Ciò è significativo non soltanto per i Giudei, ma anche per noi, anche se è vero che l’apostolo sta parlando in modo specifico ai Giudei. Perché il loro errore era che essi cercavano di divenire giusti con la giustizia della legge. Ma i Giudei che credevano portavano i loro sacrifici con fede in Cristo.

 

La Base di Questa Confessione

Cristo diviene la base di questa giustizia. L’apostolo fornisce due note esplicative ai versi 6 e 7 che rendono chiaro questo. "Non dire: ‘chi ascenderà al cielo?’ perché questo," spiega l’apostolo, "equivale a negare l’ascensione di Cristo. E non dire: ‘chi discenderà nell’abisso?’ perché questo," spiega l’apostolo, "equivale a negare la discesa di Cristo." Il fatto è che Cristo discese. Egli morì. Egli fu risuscitato. Egli ascese. E questa è la Parola della giustizia che noi predichiamo.

Lo so, noi guardiamo a noi stessi, è duro credere. E’ difficile credere che siamo giusti senza opere. Noi siamo inclinati a guardare a noi stessi, alle nostre opere. Siamo inclinati a chiedere: "Cosa ho fatto che piace a Dio?" La risposta è : "Niente." Giorno per giorno, momento per momento, siamo peccatori. E così cominciamo ad avere paura. E poi udiamo la giustizia della legge dire: "Amerai il Signore tuo Dio con tutta la tua mente, e cuore, ed anima e forza." Quindi tremiamo. E diciamo: "Chi ascenderà in cielo o discenderà nell’abisso? Essere giusti è impossibile."

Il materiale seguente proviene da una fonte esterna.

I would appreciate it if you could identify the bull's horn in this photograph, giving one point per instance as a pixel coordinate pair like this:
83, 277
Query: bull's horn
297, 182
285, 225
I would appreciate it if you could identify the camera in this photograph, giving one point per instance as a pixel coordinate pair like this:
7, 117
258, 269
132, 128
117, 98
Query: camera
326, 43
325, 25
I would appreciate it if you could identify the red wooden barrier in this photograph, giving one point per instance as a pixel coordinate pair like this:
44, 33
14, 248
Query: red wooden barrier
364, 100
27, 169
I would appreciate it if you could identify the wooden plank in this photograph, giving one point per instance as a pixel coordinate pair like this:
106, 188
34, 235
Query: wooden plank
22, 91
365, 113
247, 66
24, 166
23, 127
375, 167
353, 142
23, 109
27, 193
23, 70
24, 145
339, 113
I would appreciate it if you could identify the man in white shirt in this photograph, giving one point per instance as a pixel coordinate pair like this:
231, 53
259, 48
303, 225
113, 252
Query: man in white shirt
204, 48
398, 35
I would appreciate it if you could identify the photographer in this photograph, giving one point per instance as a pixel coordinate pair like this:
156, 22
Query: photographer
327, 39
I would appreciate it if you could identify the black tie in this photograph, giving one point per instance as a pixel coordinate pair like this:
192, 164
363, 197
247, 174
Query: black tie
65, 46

Ma poi la Parola giunge, la Parola della fede che è predicata a voi e me. E questa parola della fede dice: "Non parlare in questo modo, fermati, non condannare te stesso, basta col guardare alla legge. Non dire ‘chi ascenderà in cielo?’ Cristo lo ha fatto. Non dire: ‘chi discenderà nell’abisso?’ Cristo lo ha fatto. Anche se i tuoi peccati fossero come scarlatto, essi saranno bianchi come neve."